Changing the Traditional Banfi Strategy – Despite Opposition
“We are an Italian-American family,” states May. “The company was started by my grandfather, John Mariani Sr. who was born in America, but raised in Italy by his Aunt Banfi. She taught him everything about Italian food, wine, olive oil, bitters, and other products. So when he returned to New York in 1919, he started an import company and called it Banfi.”
Over the years the company expanded to import wines from other countries, especially the top wines of France, as well as large brands such as Ruinite and Concho Y Toro. Eventually May’s father, John Mariani Jr., took the helm and continued to expand the company.
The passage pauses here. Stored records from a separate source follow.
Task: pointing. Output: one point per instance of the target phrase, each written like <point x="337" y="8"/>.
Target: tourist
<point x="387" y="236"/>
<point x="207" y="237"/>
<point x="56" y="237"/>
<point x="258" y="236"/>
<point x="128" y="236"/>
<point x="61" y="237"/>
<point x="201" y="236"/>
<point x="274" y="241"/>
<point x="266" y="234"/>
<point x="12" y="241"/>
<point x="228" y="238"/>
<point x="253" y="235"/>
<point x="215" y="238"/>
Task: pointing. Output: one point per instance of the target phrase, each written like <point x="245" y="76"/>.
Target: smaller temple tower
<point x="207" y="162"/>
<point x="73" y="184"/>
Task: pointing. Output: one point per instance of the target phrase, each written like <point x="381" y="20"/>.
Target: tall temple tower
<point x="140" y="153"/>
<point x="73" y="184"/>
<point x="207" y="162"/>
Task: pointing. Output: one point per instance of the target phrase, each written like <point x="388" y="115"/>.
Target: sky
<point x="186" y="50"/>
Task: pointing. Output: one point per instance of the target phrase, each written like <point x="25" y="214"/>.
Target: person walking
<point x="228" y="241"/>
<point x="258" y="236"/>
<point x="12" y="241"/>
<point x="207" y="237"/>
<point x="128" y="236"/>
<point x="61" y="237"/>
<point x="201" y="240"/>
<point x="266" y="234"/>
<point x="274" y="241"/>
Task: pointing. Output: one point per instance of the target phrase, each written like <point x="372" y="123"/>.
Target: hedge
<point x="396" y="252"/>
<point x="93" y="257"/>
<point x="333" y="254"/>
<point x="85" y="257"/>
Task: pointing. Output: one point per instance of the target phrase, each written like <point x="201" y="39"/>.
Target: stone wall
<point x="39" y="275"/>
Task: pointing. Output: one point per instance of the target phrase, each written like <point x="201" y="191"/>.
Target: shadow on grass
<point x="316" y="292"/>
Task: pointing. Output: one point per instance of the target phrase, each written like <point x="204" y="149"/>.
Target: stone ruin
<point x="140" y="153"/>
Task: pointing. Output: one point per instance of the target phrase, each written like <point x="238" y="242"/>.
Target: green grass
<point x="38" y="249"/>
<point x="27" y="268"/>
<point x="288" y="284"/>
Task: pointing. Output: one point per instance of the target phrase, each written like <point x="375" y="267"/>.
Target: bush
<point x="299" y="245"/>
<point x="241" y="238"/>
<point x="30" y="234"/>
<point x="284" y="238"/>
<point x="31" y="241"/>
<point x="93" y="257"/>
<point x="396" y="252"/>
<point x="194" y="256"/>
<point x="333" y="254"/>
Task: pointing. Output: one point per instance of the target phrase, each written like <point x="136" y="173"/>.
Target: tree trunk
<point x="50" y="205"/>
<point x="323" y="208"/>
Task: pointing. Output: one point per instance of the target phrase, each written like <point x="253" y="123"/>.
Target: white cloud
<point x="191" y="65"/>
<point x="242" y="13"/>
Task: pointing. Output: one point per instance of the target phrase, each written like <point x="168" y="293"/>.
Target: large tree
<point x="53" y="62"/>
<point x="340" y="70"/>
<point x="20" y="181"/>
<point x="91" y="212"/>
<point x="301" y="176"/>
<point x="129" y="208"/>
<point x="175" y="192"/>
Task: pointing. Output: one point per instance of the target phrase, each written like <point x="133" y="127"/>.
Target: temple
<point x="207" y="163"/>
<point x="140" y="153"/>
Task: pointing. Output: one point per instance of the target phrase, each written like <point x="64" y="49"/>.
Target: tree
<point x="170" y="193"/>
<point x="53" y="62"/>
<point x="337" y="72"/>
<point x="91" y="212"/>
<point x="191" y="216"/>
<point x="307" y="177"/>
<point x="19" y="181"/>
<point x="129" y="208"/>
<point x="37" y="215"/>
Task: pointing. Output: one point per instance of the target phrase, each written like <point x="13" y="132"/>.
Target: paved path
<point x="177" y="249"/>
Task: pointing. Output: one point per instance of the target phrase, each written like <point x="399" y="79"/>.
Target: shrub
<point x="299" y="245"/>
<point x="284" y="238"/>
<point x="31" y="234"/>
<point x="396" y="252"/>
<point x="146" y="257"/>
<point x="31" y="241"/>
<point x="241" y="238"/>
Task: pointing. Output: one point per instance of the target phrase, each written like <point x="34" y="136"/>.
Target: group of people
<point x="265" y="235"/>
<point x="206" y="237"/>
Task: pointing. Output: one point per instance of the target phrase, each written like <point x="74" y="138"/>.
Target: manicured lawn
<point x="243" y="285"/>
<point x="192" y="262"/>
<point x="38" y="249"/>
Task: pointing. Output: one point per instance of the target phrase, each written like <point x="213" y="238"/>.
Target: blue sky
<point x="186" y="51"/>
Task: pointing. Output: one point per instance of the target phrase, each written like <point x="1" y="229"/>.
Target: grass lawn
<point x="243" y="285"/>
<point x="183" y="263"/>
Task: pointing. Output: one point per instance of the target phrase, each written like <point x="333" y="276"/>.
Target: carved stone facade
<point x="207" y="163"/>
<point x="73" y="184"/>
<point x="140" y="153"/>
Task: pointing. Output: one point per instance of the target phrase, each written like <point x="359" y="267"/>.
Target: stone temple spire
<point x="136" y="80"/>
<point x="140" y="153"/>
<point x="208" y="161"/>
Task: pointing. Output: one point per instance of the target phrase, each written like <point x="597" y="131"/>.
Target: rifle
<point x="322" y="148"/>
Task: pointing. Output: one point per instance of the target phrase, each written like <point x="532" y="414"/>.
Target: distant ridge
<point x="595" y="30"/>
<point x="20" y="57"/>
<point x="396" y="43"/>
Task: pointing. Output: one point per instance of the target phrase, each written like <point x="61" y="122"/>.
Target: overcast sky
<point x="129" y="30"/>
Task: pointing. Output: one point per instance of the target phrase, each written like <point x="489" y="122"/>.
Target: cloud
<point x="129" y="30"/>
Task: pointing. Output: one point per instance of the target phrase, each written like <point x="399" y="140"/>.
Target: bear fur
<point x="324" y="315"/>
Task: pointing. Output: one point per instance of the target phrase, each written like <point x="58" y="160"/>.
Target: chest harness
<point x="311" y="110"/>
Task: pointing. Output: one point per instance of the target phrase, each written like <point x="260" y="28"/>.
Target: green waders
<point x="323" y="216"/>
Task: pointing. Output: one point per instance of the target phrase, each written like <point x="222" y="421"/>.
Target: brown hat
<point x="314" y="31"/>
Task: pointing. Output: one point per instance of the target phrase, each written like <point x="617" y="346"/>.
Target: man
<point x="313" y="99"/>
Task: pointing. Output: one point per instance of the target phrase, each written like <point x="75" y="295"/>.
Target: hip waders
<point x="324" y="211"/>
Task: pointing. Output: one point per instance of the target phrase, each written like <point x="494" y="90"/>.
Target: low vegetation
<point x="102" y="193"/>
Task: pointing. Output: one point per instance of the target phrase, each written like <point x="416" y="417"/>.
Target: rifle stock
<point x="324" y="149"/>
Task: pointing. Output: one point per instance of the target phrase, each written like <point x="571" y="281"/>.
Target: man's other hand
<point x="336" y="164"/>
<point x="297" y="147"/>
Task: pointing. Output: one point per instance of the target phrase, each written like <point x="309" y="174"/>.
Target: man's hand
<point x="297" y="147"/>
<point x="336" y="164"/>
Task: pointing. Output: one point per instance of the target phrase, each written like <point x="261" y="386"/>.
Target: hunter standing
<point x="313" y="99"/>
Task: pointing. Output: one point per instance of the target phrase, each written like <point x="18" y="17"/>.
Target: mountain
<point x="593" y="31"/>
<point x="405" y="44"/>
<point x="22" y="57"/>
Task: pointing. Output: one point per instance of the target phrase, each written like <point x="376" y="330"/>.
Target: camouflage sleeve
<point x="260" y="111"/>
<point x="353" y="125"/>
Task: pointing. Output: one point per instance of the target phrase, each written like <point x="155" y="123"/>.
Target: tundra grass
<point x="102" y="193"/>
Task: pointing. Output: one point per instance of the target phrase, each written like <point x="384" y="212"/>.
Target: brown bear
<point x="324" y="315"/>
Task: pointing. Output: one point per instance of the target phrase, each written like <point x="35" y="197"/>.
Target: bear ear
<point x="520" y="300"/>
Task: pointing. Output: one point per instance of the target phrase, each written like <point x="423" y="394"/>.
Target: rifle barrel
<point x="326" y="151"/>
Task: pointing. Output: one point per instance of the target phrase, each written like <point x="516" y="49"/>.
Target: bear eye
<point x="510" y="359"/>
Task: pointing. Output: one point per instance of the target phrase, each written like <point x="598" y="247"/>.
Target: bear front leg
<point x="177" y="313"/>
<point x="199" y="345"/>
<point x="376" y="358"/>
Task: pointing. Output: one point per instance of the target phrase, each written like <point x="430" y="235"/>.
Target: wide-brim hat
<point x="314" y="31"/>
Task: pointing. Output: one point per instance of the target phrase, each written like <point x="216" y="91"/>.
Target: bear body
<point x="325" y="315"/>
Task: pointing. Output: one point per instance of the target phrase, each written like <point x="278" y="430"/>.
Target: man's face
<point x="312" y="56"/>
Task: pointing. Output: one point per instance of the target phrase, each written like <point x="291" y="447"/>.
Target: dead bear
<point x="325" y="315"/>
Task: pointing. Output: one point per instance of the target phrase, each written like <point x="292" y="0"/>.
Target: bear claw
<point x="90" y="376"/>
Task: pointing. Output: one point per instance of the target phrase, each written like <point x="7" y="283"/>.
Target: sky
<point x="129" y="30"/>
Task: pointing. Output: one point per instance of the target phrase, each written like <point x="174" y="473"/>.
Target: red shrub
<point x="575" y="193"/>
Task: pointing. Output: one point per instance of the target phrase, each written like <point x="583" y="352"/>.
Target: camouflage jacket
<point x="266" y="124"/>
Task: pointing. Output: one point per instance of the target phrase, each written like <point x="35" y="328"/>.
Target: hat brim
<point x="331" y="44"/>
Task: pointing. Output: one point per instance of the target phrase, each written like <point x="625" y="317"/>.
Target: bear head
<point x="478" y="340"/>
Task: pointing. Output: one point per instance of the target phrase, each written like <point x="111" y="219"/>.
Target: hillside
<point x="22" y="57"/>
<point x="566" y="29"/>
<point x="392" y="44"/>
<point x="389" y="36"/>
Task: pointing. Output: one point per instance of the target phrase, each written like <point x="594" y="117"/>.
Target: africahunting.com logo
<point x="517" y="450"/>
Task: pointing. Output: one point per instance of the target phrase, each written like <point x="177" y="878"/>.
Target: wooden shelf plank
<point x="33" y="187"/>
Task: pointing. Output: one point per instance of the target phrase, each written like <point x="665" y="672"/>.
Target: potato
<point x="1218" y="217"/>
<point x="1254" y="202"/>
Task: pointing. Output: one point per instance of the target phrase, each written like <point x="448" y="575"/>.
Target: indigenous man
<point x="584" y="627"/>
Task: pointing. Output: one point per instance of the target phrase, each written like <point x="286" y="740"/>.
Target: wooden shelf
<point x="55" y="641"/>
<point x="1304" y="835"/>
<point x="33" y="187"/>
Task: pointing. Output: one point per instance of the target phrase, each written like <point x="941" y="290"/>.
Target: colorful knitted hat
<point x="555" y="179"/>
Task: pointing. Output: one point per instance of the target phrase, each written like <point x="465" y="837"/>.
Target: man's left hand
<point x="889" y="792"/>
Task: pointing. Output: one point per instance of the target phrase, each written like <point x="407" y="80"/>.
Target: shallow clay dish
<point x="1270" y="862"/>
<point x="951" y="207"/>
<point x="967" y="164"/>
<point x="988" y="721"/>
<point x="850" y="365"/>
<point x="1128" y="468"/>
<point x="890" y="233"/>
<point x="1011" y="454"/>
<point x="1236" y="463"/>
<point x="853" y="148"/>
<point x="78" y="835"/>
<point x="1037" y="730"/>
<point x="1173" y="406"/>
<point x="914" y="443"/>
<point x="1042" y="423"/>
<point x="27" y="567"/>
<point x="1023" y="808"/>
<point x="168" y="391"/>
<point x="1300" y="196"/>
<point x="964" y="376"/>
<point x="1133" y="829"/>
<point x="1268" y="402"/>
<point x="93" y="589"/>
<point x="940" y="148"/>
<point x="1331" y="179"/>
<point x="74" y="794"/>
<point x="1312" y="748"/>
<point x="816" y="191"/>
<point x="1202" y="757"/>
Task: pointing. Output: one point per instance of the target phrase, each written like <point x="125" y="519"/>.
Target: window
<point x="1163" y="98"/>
By the time May assumed the President and CEO position in 2018, they were importing many different wine brands from around the world, and owned several wineries in Italy, including Castelo Banfi in Montalcino, dating from 1438.
By 2019, on its 100th anniversary, Banfi had grown so large, the family had to make some hard decisions. They received a buy-out offer from LVMH, the French luxury conglomerate; however, May decided to take the company in a different direction – back to its Italian roots. So she streamlined their portfolio from 2 million cases of primarily value priced wine down to 300,000 cases, with a focus on their own proprietary Banfi labels, and 3 other sustainably focused brands (Natura, Rainstorm and Pacific Rim).
“Our heart and soul has always been Italian,” she reports, “and I felt we weren’t doing enough justice to the other suppliers. In the end, it has been the right choice for our company, but it was tough. We had to cut the workforce in half. We are more of a flat and nimble global organization now.”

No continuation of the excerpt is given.